Figure 1. Impact of smoking intensity on bladder cancer prognosis.

Figure 1

(A) A composite smoking intensity variable was defined using smoker status, duration of smoking and number of cigarettes smoked daily. The upper solitary rhomboid represents nonsmokers. The lower 3×3 rhomboid grid represents smokers, subdivided based on duration of smoking in years along one diagonal axis and number of cigarettes smoked per day along the other diagonal axis. Based on worsening exposure to cigarette smoke, patients in each rhomboid were categorized into Group 1 (nonsmokers or patients who smoked ≤ 20 cigarettes/day for ≤30 years, n=67; green), Group 2 (patients who smoked for 31–40 years or >20 cigarettes/day for ≤30 years, n=93; blue), and Group 3 (patients who smoked for >40 years, n=52; red). (B) Patients with increased smoking intensity, represented by a higher group number, had significantly poorer clinical outcomes.

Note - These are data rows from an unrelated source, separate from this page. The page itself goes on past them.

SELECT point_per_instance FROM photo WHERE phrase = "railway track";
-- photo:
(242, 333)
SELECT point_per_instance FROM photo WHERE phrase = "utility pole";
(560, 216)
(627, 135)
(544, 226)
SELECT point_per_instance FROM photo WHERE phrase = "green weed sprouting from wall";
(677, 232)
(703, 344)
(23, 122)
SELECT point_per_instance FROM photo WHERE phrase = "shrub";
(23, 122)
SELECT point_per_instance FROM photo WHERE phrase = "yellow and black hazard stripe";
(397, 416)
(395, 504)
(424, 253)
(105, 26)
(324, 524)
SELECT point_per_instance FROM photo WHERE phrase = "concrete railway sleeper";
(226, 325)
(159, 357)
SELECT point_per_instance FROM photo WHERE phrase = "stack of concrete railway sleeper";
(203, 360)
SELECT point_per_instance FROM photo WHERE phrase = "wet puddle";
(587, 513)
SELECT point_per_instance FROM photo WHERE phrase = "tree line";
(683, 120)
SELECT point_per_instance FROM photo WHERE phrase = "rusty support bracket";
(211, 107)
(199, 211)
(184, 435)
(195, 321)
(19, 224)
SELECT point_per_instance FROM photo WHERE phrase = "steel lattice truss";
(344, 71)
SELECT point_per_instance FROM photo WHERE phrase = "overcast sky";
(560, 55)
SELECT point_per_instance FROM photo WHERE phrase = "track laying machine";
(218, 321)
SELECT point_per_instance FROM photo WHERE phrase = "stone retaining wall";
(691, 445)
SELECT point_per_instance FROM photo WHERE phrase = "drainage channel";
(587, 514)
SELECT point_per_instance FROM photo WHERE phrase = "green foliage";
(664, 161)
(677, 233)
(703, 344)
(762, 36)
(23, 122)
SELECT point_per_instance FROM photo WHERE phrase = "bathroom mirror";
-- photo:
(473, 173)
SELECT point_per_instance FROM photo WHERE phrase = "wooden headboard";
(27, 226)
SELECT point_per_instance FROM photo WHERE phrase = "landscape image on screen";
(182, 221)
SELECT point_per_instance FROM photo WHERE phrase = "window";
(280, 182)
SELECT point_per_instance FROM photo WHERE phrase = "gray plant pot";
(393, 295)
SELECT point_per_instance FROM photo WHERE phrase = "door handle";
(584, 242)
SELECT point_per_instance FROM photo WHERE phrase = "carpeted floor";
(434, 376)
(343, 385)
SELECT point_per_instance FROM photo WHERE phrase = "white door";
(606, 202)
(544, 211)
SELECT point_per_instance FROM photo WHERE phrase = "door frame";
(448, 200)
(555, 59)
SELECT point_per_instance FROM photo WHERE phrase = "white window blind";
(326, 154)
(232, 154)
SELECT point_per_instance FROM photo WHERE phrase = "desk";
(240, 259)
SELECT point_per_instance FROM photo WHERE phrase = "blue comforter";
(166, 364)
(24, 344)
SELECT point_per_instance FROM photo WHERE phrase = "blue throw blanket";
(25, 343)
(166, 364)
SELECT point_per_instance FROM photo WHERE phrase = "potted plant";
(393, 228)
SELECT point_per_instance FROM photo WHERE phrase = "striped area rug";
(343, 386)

Immunohistochemical analysis

Serial 5μm sections of formalin-fixed, paraffin-embedded UCB tissues were obtained for each patient. Expressions of Bax, caspase-3, Apaf-1, Bcl-2, p53, p21, cyclooxygenase-2 (COX-2), vascular endothelial growth factor (VEGF), and E-cadherin were analyzed by immunohistochemistry following standardized procedures (Figure 2).12 Table 1 lists procedural specifics for each marker. Antigen retrieval was performed in all cases. Every run included established positive controls, and substitution of primary antibody with rabbit immunoglobulin fraction served as negative control. Immunoreactivity was detected by avidin-biotin complex immunoperoxidase system. Diaminobenzidine was used as chromogen, and hematoxylin was used to counterstain.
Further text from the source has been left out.